In Paris, Albert gained recognition in 1851 with the publication of numerous piano works, including polkas, mazurkas, impromptus, fantasies, romances without words, a quadrille entitled Les Tout Fous, and a collection of Douze Études, Op. 17.

As a composer, in addition to various piano pieces -among them several études - Albert also wrote a set of six songs, Li Prouvençalo (1853), a collection of motets, Chants du salut pour le mois de Marie [...] avec accompagnement d’orgue (1855), a Cours gradué d’études élémentaires progressives de style et de perfectionnement pour piano (1857), and a Trio de salon with piano (1860). His catalogue comprises around sixty opus numbers.

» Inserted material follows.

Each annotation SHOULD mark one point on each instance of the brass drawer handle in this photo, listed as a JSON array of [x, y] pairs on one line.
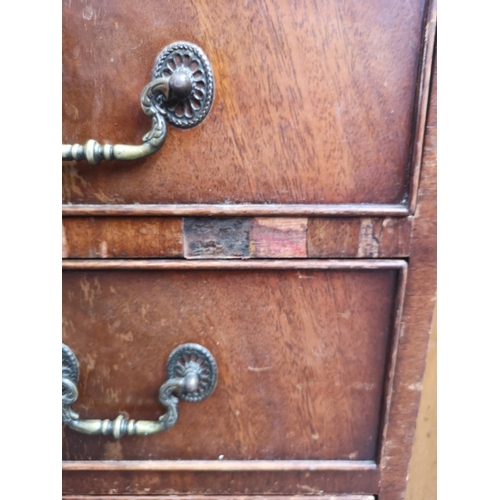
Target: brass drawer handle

Albert also composed for the stage. He wrote the opéra bouffe Les Petits du premier, with a libretto by William Busnach, premiered at the Théâtre Saint-Germain on 5 December 1864 and later revived at the Bouffes-Parisiens (premiere on 3 March 1865). The piano-vocal score was published in 1865. He also composed the opera Jean le Fol, first performed in August 1865 at Bagnères-de-Bigorre.

Albert died suddenly in Bagnères-de-Bigorre on 17 August 1865, at the age of forty-three, while overseeing rehearsals for Jean le Fol. He was a member of the Société des compositeurs de musique.